The Times also elicits comments from Yale historian John Lewis Gaddis, “who advised the Bush White House as speechwriters worked on the former president’s January 2005 inaugural address promising to combat tyranny abroad.”
Of the comparison between Obama and his predecessor, Obama supporters “say he has increased spending on projects that encourage democratic reform in places like Africa and Asia while directing money to support changes in the Arab world.” According to Baker:
For Mr. Bush, the focus on spreading democracy preceded his decision to invade Iraq, but it was inextricably linked to the war after the failure to find the unconventional weapons that had been the primary public justification. The goal of establishing a democratic beachhead in the Middle East began driving the occupation, but it became tarnished among many overseas because of its association with the war.

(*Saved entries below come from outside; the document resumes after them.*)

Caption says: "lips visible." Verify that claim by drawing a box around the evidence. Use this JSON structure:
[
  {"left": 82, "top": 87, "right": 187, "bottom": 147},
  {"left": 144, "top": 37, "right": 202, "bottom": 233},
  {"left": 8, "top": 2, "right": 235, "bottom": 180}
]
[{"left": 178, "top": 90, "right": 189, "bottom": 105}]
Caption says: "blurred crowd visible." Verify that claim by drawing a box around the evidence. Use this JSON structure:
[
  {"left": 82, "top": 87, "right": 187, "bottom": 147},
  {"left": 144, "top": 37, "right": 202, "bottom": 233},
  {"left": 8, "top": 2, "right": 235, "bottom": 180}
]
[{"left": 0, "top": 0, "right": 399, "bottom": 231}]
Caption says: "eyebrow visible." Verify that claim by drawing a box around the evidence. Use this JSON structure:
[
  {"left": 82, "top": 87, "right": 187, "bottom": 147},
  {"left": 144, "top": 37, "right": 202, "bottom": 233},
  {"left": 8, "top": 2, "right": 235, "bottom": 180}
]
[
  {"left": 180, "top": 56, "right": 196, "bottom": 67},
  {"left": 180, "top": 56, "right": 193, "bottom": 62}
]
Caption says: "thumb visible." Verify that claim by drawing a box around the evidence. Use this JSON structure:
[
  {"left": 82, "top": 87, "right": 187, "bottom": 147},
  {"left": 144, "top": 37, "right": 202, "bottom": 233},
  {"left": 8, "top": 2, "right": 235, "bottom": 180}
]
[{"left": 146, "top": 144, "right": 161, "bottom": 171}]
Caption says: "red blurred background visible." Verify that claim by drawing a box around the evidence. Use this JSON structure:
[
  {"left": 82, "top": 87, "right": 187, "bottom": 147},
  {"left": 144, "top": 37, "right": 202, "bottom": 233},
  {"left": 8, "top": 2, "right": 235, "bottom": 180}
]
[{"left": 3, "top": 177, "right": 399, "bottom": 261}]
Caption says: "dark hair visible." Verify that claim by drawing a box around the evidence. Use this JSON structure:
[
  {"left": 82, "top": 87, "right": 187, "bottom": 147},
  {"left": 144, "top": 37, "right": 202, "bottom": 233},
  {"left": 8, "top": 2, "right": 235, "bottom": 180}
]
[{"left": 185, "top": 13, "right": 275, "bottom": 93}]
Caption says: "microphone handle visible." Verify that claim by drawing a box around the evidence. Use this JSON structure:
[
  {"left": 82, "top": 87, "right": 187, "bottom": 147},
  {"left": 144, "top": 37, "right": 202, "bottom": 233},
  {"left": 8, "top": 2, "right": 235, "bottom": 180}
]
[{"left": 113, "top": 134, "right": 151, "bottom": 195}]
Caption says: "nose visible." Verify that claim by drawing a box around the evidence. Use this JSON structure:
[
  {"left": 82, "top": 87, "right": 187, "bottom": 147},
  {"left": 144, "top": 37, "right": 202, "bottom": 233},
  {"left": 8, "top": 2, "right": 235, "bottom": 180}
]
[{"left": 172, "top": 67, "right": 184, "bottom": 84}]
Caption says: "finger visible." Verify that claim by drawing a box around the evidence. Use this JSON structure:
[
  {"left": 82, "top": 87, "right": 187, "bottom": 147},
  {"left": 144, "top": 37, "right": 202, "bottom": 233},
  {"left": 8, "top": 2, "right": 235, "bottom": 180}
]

To Baker, this continued as Bush was “setting a ‘freedom agenda’ for his second term,” the evidence for which was evidently a speech where Bush “declared it his policy to support democracy ‘in every nation’ with ‘the ultimate goal of ending tyranny in our world.'”
It take an enormous amount of nerve to cast Bush’s illegal invasion of Iraq as the starting point for a policy of democracy promotion, especially considering that US policy during the post-invasion occupation was fervently opposed to Iraqi elections (Extra!, 6/05).
It might have made more sense to consider just a few of the available counter-examples. But again, doing this would start to make the basic point Times article seem absurd.
The reaction to the 2002 coup against Venezuelan president Hugo Chavez might be seen as an expression of the White House’s actual views about democracy–which was to cheer on the coup plotters. (The Times, as it happened, had the same impulse–Extra!, 6/02.) The Obama administration was faced with a similar situation in 2009 when a coup removed left-wing Honduran President Manuel Zelaya; the administration’s response was, at best, weak.
These are actual tests of a superpower’s faith in democracy, and the record would not suggest that supporting or promoting democracy was particularly important in either case.
As the Bush White House ramped up its rhetoric about democracy promotion, Thomas Carothers of the Carnegie Endowment (National Interest, 3-4/07) wrote that Bush’s rhetoric had little to do with its actual Mideast policy. “Even at its peak in 2004–05,” Carothers said, “this push for change among America’s autocratic friends in the region was nonetheless relatively weak.” And election outcomes that ran counter to US elite interests seemed to signal a retreat from even the pro-democracy rhetoric. Carothers concluded that “the notion that the universal pursuit of freedom constitutes George Bush’s global compass is an enormous illusion.”
Carothers is often cited by author and critic Noam Chomsky, often to make the point that even establishment historians admit that official rhetoric should not be confused with actual policy. But the critique of US policy should go much deeper; Chomsky (5/4/05) pointed out that Bush’s nomination of John Negroponte as director of national intelligence sent a clear signal about democracy promotion:
The arc of Negroponte’s career ranges from Honduras, where as Reagan’s ambassador he oversaw the Contra terrorist forces’ war against Nicaragua, to Iraq, where as Bush’s ambassador he briefly presided over another exercise in alleged democracy development–experience that can inform his new duties to help combat terror and promote liberty. Orwell would not have known whether to laugh or to weep.
Chomsky closed that column with this observation:
For Washington, a consistent element is that democracy and the rule of law are acceptable if and only if they serve official strategic and economic objectives. But American public attitudes on Iraq and Israel/Palestine run counter to government policy, according to polls. Therefore the question presents itself whether a genuine democracy promotion might best begin within the United States.
Does the United States need to do some democracy promotion here in the United States? Now that might be a more interesting piece to read in the Newspaper of Record.